In this respect, the advocate general disagreed with PFDC’s assertion that online sales should be classified as sales from an unauthorised virtual establishment. Although Article 4(c) makes no reference to internet sales,xii he considered that the Internet is not a virtual establishment, but rather a modern means of communicating and marketing goods and services.
An anti-competitive agreement which restricts competition and would, in principle, be prohibited by Article 81(1) of the EC Treaty may, in principle, benefit from the exemption provided by Article 81(3). The advocate general considered that in order to determine whether this exemption applies, a referring court must determine whether the agreement in question fulfils the four cumulative criteria in the article, in that:
it contributes to improving the production or distribution of the goods in question or promotes economic or technical progress;
consumers are allowed a fair share of the resulting benefit;
it does not impose unnecessary restrictions on the parties to the agreement; and
it does not allow for the possibility of eliminating competition.

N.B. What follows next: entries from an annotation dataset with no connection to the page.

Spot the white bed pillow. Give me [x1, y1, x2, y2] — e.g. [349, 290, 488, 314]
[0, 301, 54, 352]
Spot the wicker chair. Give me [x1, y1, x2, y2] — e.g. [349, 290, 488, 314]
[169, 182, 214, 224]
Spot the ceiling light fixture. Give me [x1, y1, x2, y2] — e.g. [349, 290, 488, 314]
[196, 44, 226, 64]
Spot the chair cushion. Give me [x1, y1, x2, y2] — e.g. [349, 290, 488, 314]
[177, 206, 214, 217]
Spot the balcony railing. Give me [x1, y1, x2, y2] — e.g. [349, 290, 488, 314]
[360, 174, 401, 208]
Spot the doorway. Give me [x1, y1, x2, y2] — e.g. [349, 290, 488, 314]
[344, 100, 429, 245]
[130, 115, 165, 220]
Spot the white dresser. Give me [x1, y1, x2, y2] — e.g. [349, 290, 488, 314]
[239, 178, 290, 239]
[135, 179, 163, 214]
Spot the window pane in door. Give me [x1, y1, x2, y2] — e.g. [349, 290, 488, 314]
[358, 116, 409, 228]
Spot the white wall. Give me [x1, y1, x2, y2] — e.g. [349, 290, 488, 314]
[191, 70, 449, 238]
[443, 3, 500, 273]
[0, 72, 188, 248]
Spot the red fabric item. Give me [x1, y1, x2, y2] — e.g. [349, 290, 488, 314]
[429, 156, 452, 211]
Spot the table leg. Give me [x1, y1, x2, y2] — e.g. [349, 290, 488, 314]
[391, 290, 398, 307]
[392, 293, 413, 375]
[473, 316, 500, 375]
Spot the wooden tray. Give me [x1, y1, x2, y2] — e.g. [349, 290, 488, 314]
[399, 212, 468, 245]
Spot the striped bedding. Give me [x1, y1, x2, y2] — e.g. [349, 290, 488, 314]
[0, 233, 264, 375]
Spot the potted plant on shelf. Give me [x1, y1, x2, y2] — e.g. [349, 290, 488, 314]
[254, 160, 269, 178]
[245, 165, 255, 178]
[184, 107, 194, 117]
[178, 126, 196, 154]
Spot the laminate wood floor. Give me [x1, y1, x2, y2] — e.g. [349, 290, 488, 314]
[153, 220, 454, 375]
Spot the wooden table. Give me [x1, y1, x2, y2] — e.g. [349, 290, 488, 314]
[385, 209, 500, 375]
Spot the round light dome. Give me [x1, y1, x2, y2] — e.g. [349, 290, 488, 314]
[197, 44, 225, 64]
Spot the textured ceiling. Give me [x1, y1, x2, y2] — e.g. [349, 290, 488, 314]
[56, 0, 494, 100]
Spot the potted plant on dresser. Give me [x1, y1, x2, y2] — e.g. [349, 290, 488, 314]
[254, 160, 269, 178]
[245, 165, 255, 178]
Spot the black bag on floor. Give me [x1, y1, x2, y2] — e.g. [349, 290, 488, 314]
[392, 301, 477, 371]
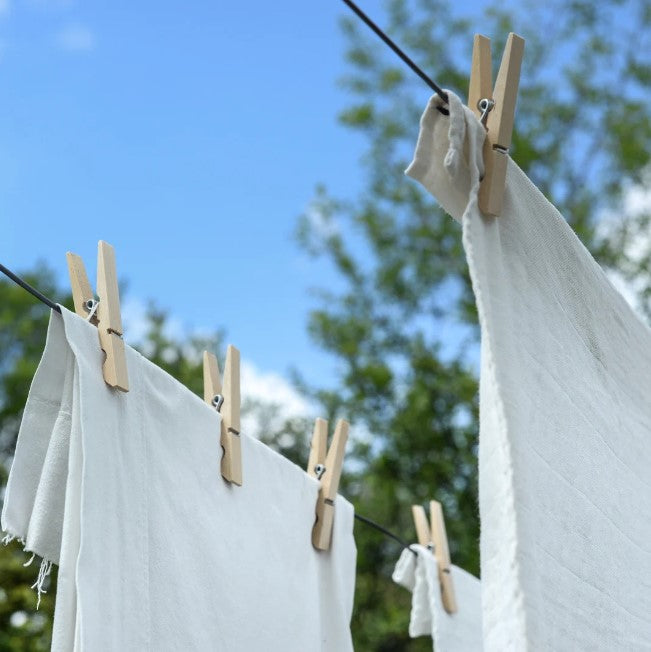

Moreover, an undertaking that claims the benefit of Article 81(3) bears the burden of proving that all such conditions are met.xiii
As there is insufficient evidence in the file before the ECJ in this respect, the advocate general considers that the ECJ cannot provide more specific guidance on this point.
The advocate general’s opinion is not binding on the ECJ. However, the court generally follows such opinions.
According to the guidelines on vertical restraints, every distributor must be free to use the Internet to advertise or sell its products. The new guidelines further acknowledge that “the Internet is a powerful tool to reach a greater number and variety of customers than by more traditional sales methods”.xiv
In any event, the supplier may require that quality standards be applied to the use of an internet site to resell its goods. The criteria imposed for online sales may differ from those imposed for offline sales, as long as they pursue the same objectives and achieve comparable results, and that the difference between the criteria is justified by the differences between the two modes of distribution.xv
In view of the PFDC case, and in accordance with the advocate general’s opinion, a manufacturer may protect the aura and image of its products by imposing appropriate, reasonable and nondiscriminatory conditions on internet sales. In particular, individualised information and advice on cosmetics and personal care products could be adequately provided to online users, who could submit questions on the products without needing to go to a pharmacy.
The new EU Regulation 330/2010, which entered into force on June 1 2010, provides for a oneyear transition period to enable enterprises to comply with the new requirements. Agreements already into force on May 31 2010 are not subject to the new regime until May 31 2011.xvi It is advisable to review current agreements in order to ensure that they comply with the new regulation.